论文标题
10位视频:效率和隐私的少量视频QA
Video in 10 Bits: Few-Bit VideoQA for Efficiency and Privacy
论文作者
论文摘要
在视频问题回答(videoqa)中,回答有关视频的一般性问题需要其视觉信息。但是,视频通常包含与VideoQA任务无关的冗余信息。例如,如果任务只是要回答类似于“有人在视频中笑的问题?”类似的问题,那么所有其他信息都可以丢弃。本文研究了视频中真正需要多少位,以便通过引入一个新颖的几位视频问题来进行VideoQA进行视频QA,目的是用很少的视频信息(例如10位)完成VideoQA。我们提出了一种简单但有效的特定任务特征压缩方法来解决此问题。具体来说,我们将轻巧的功能压缩模块(Feat Comp)插入一个视频QA模型中,该模型学会了提取特定于任务的小型功能,仅10位,这对于回答某些类型的问题是最佳的。我们在MPEG4编码的视频上展示了超过100,000倍的存储效率,而在常规浮点功能上,准确性的绝对损失仅为2.0-6.6%,这是一个令人惊讶和新颖的发现。最后,我们分析了学到的微小特征捕获的内容,并证明它们已经消除了大多数非任务特定信息,并引入了一些激活图以可视化存储的信息。这通过为功能中的技术提供K匿名性和鲁棒性来降低数据的隐私风险,这可以影响机器学习社区,从而使我们能够以隐私保证存储数据,同时仍在有效执行任务。

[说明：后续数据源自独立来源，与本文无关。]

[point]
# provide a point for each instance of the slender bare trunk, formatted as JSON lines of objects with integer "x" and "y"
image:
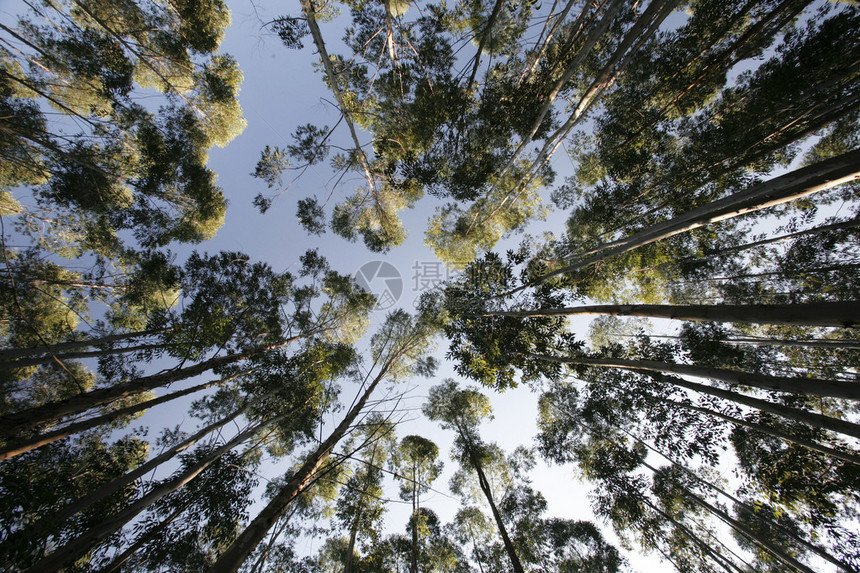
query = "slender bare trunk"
{"x": 235, "y": 555}
{"x": 316, "y": 34}
{"x": 27, "y": 362}
{"x": 112, "y": 487}
{"x": 720, "y": 559}
{"x": 485, "y": 487}
{"x": 763, "y": 519}
{"x": 15, "y": 448}
{"x": 775, "y": 432}
{"x": 812, "y": 419}
{"x": 807, "y": 386}
{"x": 118, "y": 561}
{"x": 485, "y": 35}
{"x": 12, "y": 353}
{"x": 12, "y": 424}
{"x": 833, "y": 314}
{"x": 71, "y": 551}
{"x": 794, "y": 185}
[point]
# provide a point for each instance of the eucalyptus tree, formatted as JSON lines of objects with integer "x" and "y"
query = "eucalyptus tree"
{"x": 301, "y": 395}
{"x": 397, "y": 349}
{"x": 462, "y": 410}
{"x": 188, "y": 528}
{"x": 30, "y": 492}
{"x": 578, "y": 421}
{"x": 360, "y": 506}
{"x": 415, "y": 464}
{"x": 232, "y": 305}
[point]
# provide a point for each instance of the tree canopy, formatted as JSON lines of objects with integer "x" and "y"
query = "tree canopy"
{"x": 646, "y": 214}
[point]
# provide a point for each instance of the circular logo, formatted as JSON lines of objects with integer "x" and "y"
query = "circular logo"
{"x": 382, "y": 280}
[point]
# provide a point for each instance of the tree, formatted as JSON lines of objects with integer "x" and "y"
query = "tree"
{"x": 396, "y": 347}
{"x": 462, "y": 411}
{"x": 415, "y": 464}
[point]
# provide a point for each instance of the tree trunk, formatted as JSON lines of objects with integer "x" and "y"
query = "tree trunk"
{"x": 807, "y": 386}
{"x": 721, "y": 560}
{"x": 12, "y": 353}
{"x": 786, "y": 274}
{"x": 485, "y": 487}
{"x": 833, "y": 314}
{"x": 74, "y": 549}
{"x": 594, "y": 35}
{"x": 310, "y": 18}
{"x": 821, "y": 343}
{"x": 118, "y": 561}
{"x": 776, "y": 433}
{"x": 843, "y": 225}
{"x": 15, "y": 448}
{"x": 12, "y": 424}
{"x": 485, "y": 34}
{"x": 108, "y": 489}
{"x": 794, "y": 185}
{"x": 811, "y": 547}
{"x": 233, "y": 558}
{"x": 27, "y": 362}
{"x": 416, "y": 508}
{"x": 810, "y": 418}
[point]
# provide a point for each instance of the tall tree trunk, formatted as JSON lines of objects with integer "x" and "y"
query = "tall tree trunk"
{"x": 794, "y": 185}
{"x": 842, "y": 225}
{"x": 808, "y": 386}
{"x": 74, "y": 549}
{"x": 770, "y": 523}
{"x": 416, "y": 509}
{"x": 485, "y": 34}
{"x": 812, "y": 419}
{"x": 235, "y": 555}
{"x": 12, "y": 353}
{"x": 316, "y": 34}
{"x": 485, "y": 487}
{"x": 834, "y": 314}
{"x": 112, "y": 487}
{"x": 575, "y": 28}
{"x": 27, "y": 362}
{"x": 821, "y": 343}
{"x": 656, "y": 12}
{"x": 12, "y": 424}
{"x": 740, "y": 528}
{"x": 720, "y": 559}
{"x": 118, "y": 561}
{"x": 15, "y": 448}
{"x": 787, "y": 274}
{"x": 775, "y": 432}
{"x": 593, "y": 36}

In Video Question Answering (VideoQA), answering general questions about a video requires its visual information. Yet, video often contains redundant information irrelevant to the VideoQA task. For example, if the task is only to answer questions similar to "Is someone laughing in the video?", then all other information can be discarded. This paper investigates how many bits are really needed from the video in order to do VideoQA by introducing a novel Few-Bit VideoQA problem, where the goal is to accomplish VideoQA with few bits of video information (e.g., 10 bits). We propose a simple yet effective task-specific feature compression approach to solve this problem. Specifically, we insert a lightweight Feature Compression Module (FeatComp) into a VideoQA model which learns to extract task-specific tiny features as little as 10 bits, which are optimal for answering certain types of questions. We demonstrate more than 100,000-fold storage efficiency over MPEG4-encoded videos and 1,000-fold over regular floating point features, with just 2.0-6.6% absolute loss in accuracy, which is a surprising and novel finding. Finally, we analyze what the learned tiny features capture and demonstrate that they have eliminated most of the non-task-specific information, and introduce a Bit Activation Map to visualize what information is being stored. This decreases the privacy risk of data by providing k-anonymity and robustness to feature-inversion techniques, which can influence the machine learning community, allowing us to store data with privacy guarantees while still performing the task effectively.